When Should I Sell My Business?
The short answer is when you plan to not when you’re forced to.
All businesses are either evolving, growing and innovating or dying. The only question is the timing.
I’ve worked with numerous clients that for various reasons decided to sell their business. With few exceptions, most were not in a position to get optimal valuation. It took some work to maximize their opportunities.
Let’s look at some facts about business valuations. A few years ago I read an article on the New York Times website entitled “Do You Really Expect Your Business to Get You Through Retirement?” The author presented a hypothetical sale as an illustration. I thought it was an excellent example. Let’s say your company is close to the following example:
Annual sales $10 million
EBITDA $1 million
Sales price or 4.5 times EBITDA $4.5 million
Taxes and expenses of sale 35% $1.757 million
Net proceeds from the sale $2.925 million
If that money was invested at 4 percent, it would provide a pretax annual income of about $117,000. Remember that you, as the owner, had been enjoying about $1 million in annual cash flow running a going concern.

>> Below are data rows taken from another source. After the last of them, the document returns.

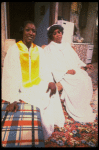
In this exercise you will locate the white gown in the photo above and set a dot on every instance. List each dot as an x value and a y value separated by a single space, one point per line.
51 109
77 88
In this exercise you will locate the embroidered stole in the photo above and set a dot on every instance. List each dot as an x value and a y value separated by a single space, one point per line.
29 64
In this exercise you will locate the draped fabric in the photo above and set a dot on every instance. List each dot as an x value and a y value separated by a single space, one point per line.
13 89
77 88
29 64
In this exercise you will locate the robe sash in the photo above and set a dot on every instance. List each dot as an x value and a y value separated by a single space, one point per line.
29 64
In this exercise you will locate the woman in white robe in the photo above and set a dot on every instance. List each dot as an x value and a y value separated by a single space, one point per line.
13 89
70 76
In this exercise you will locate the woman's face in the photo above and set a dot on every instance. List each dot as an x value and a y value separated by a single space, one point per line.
29 34
57 36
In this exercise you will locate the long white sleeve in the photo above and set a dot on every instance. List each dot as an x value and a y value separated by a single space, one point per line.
45 71
11 76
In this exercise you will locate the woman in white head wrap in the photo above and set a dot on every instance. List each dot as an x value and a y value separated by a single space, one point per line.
70 76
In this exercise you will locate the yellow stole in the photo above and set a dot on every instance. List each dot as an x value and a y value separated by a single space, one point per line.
29 64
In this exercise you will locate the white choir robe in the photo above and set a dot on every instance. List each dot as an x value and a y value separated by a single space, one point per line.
51 109
77 88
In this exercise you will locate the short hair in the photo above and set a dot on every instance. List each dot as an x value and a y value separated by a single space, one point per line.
52 29
24 24
21 29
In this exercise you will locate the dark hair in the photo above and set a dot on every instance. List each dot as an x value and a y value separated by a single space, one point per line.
24 24
21 29
51 30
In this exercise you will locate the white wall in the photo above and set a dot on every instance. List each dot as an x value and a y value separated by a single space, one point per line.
42 23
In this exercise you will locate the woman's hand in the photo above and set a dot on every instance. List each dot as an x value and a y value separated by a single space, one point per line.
59 86
89 66
12 107
52 87
71 72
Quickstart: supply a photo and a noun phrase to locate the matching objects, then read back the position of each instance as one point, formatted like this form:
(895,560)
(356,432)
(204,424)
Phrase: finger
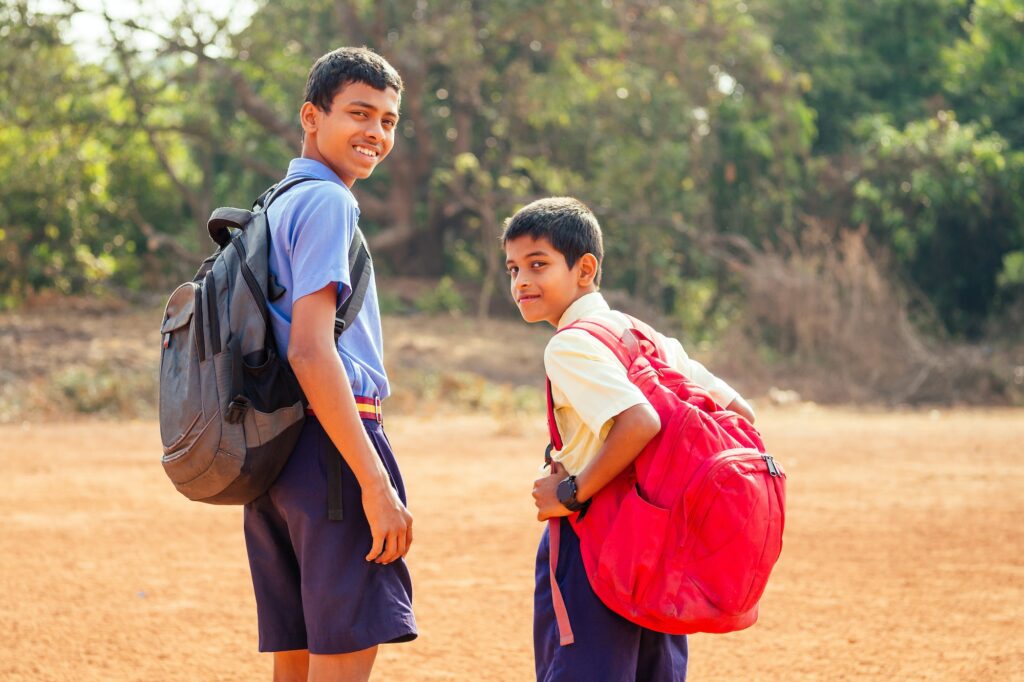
(402,544)
(390,549)
(377,547)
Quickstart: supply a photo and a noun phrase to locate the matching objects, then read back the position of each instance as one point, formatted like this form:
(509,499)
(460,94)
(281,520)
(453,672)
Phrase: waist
(369,409)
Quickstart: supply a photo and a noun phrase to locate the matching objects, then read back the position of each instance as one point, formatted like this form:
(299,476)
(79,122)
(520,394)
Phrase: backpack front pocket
(180,398)
(631,552)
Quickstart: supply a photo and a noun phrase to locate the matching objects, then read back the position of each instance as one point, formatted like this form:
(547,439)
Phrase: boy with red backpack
(602,416)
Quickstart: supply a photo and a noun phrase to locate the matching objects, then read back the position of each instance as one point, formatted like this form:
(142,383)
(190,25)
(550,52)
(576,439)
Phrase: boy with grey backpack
(300,442)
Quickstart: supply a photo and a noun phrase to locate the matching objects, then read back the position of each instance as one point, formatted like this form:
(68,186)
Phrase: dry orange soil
(903,556)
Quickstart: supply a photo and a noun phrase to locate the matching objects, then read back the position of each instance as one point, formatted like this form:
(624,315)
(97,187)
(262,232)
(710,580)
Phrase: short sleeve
(323,229)
(697,373)
(592,379)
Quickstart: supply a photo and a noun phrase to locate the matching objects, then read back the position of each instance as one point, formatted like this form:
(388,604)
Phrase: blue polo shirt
(311,227)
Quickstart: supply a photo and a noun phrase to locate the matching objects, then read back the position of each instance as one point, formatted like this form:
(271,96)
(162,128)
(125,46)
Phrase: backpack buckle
(237,410)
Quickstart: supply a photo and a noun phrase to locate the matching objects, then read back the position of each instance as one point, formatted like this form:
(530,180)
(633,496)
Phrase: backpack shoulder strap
(359,271)
(609,339)
(359,263)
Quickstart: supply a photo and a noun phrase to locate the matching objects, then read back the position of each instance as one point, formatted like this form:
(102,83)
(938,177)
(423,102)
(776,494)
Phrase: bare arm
(314,359)
(631,432)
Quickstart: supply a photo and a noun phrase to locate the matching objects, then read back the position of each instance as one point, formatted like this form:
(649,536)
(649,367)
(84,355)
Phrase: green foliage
(948,200)
(985,69)
(684,125)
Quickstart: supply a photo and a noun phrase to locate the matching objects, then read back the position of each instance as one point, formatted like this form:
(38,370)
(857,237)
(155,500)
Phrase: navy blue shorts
(607,648)
(314,589)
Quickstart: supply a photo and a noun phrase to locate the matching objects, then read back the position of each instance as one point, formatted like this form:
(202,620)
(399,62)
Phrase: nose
(375,130)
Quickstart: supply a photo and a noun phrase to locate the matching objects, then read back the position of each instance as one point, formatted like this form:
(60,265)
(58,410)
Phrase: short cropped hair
(345,66)
(566,222)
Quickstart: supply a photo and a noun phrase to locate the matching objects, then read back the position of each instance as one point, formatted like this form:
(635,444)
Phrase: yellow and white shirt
(590,386)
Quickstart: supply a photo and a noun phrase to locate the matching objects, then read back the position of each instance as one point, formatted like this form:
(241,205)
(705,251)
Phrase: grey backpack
(230,409)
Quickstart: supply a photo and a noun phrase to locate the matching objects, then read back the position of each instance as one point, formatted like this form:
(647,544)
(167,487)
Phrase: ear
(588,269)
(309,117)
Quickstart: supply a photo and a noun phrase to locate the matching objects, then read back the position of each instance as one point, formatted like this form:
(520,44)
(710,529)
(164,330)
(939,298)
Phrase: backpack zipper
(198,320)
(210,285)
(250,279)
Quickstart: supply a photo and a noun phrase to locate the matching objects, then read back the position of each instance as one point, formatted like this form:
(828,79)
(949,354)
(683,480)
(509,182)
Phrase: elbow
(300,356)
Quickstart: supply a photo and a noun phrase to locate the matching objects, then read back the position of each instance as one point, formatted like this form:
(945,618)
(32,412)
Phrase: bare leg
(291,666)
(353,667)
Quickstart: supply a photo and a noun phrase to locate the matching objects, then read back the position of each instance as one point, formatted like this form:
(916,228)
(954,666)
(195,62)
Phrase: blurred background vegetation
(825,190)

The illustration above doesn’t consider debt. If your business had $1M in debt, the net would be reduced by approximately 30%.
Does that meet your transition requirements?
The time to begin thinking about transition is at least 3 years before the event. Five years is even better.
To maximize valuation and net proceeds your plan must include as a minimum.
Who do you want to sell it to?
There are several options.
· Sell it to employees, ESOP
· Sell it to a financial buyer
· Sell it to a strategic buyer where you add value to existing services
· Sell it to a large company to supplement something they don’t have
· Turn it over to family and create long-term income for yourself.
All of the above can create good outcomes, but all require different strategies to position the business for maximum valuations. The time to create that strategy is 3 to 5 years before you want it to occur.
What is a buyer looking for?
· A historical record of profitability and cash flow. I’d say a 3-year minimum.
· That the company can continue performance without the owner’s daily participation. (Infrastructure).
· Patents or other intellectual property
· Long-term relationships with excellent customers
· Great supplier relationships
· A strong value proposition
· Brand recognition or marketplace acceptance
I worked (briefly) with a client that said, “when I want to sell my business nobody wants to buy it”. He meant that when times were good, he enjoyed the cash flow. When times got tough, he wanted to sell it. That wasn’t a great strategy for maximizing valuation.
I always start with my client’s personal vision. Where do you want to be, and when? We determine clearly where they are today, and develop a plan to get them to where they want to be, and keep the business there?